Foi fácil voltar ao ponto deixado pelo último disco da banda?

Murdoc Niccals: Voltar para onde estávamos? Não tenho interesse. O Gorillaz nunca vai para trás, nós somente vamos para frente, como um carro sem a marcha à ré e freios quebrados. É, pode ser perigoso, mas se você não fizer isso, você ficará estacionado, repetindo a si mesmo. 

De qualquer forma, foram anos distante da rotina das turnês?

Russel Hobbs: A vida na estrada é ótima, desde que você tenha um daqueles travesseiros de pescoço infláveis. Eu tenho dois. E evite ficar no mesmo andar que Murdoc nos hotéis. Ou melhor, fique em um hotel diferente do dele. Ele ainda não foi domesticado. 

Noodle, você viveu no Japão, o que trouxe dessa experiência para o disco do Gorillaz? 

Noodle: Todos os acontecimentos nas nossas vidas, pequenos e grandes, fazem quem nós somos. No Japão, eu passei sete anos caçando um demônio transmorfo. Acho que isso me ajudou a buscar a determinação necessária para conviver com Murdoc e os meninos na mesma casa de novo. Também descobri um café em Tóquio no qual você é rodeado por gatos e corujas de verdade. Eu não tenho certeza do que eu aprendi com isso, mas acho que o tempo vai dizer. 

O que esse título, Humanz, quer dizer sobre o disco e sobre a humanidade?  

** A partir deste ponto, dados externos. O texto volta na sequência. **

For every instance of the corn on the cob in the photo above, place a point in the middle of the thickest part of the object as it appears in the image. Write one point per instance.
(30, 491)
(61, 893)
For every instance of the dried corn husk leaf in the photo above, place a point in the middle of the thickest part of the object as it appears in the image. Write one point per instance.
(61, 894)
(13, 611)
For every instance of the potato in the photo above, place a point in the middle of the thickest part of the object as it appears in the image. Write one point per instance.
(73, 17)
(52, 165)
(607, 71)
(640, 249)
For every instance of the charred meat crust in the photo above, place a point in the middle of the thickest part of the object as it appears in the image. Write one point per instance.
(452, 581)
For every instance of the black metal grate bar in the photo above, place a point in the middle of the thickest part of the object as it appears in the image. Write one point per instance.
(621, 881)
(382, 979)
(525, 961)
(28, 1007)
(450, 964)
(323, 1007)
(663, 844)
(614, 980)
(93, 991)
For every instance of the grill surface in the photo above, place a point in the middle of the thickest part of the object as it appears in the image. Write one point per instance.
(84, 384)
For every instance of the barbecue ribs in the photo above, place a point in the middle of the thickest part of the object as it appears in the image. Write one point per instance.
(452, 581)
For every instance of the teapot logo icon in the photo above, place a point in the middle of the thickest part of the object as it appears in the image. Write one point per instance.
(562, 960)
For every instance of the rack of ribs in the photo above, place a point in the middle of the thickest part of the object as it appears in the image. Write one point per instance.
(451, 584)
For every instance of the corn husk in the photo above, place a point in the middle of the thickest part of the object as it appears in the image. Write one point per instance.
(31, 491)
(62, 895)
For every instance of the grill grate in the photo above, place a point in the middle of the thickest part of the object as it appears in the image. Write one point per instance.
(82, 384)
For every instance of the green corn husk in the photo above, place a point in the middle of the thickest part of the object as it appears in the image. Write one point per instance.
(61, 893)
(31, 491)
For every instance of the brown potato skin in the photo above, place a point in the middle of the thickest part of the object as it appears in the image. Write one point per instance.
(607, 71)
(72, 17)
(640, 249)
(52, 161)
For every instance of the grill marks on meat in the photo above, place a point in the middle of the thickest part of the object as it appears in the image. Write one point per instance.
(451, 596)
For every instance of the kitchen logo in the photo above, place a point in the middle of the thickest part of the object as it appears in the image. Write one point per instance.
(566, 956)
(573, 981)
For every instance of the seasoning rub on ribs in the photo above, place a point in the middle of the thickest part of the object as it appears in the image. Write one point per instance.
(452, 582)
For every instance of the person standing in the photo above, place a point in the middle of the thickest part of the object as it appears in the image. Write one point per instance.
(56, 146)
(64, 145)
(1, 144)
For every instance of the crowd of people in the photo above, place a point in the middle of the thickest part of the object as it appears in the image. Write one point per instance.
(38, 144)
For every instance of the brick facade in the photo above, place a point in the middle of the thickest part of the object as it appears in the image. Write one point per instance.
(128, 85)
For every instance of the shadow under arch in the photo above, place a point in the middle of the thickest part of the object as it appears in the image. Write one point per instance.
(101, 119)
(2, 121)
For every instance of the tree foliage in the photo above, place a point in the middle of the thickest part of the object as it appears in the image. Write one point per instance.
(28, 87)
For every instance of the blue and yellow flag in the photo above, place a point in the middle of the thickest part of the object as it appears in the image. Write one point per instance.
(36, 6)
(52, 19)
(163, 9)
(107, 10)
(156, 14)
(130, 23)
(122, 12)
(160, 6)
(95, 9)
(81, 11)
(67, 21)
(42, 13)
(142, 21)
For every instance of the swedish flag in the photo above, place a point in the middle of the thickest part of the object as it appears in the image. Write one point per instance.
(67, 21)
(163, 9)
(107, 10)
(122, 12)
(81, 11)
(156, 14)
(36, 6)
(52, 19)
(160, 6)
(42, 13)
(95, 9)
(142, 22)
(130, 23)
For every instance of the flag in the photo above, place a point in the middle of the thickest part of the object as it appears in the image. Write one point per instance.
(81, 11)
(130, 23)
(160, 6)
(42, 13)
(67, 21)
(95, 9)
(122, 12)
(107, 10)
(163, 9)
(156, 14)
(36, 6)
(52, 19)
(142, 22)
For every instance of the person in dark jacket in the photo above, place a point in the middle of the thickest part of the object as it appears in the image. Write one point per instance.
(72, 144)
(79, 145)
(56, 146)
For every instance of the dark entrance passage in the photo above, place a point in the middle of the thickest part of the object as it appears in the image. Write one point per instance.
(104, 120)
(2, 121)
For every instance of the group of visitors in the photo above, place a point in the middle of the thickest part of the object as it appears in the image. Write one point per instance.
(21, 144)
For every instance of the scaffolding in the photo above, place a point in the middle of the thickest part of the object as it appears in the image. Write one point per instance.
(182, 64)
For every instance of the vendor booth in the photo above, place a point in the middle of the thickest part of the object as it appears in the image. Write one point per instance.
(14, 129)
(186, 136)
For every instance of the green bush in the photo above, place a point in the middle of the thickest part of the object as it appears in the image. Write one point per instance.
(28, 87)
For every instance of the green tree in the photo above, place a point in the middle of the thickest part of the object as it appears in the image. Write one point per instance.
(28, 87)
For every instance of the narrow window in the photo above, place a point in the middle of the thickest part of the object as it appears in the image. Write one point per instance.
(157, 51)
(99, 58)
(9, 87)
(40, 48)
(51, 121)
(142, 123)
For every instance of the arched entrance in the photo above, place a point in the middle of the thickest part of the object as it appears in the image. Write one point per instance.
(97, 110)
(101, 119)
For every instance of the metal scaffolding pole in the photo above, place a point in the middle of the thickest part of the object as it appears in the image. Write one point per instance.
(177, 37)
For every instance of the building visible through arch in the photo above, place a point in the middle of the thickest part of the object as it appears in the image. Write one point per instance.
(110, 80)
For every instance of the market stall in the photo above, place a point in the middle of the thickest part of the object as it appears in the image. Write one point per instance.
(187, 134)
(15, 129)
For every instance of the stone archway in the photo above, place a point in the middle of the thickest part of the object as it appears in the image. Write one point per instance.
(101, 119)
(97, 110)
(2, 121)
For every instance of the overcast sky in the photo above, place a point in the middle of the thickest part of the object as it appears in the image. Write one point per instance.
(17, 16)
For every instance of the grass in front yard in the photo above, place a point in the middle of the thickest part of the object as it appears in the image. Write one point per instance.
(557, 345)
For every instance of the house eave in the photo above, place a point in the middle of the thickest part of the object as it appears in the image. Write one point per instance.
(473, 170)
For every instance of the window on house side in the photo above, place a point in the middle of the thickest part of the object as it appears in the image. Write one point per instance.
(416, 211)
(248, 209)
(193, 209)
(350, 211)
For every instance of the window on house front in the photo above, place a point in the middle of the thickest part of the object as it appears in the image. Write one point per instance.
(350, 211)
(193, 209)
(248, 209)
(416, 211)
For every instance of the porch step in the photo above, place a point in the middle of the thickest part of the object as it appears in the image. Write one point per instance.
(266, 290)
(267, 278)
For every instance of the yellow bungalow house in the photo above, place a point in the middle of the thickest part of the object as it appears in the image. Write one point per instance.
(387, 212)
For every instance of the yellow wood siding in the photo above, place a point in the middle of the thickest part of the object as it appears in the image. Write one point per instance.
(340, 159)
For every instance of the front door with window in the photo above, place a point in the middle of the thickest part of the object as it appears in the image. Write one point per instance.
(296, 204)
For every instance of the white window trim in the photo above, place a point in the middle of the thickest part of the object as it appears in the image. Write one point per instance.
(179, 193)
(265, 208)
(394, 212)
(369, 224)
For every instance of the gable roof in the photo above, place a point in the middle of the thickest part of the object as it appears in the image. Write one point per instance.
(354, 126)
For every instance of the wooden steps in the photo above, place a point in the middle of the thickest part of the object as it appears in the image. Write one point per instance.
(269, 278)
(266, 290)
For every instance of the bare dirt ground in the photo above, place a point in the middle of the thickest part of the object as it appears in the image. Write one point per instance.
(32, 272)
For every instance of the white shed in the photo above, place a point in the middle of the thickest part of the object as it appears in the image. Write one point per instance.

Niccals: Você não consegue pontuar a música dessa forma. O que posso dizer é que Humanz, como todas as músicas, canaliza um sentimento. Algo que está em todos nós nesse momento, ao percebermos que a humanidade caminha para um lugar desconhecido. Estamos mudando como espécie, somos mais digitais. É humanos com um ‘z’. O que isso significa para a humanidade? Eu sei lá.

Qual foi a parceria vocal mais desafiadora?  

2D: Grace Jones! Nunca vou esquecer que nos conhecemos. Ela entrou no estúdio, me acordou, tirou seu casaco, olhou para mim e disse: ‘Pegue meu casaco’. E eu peguei.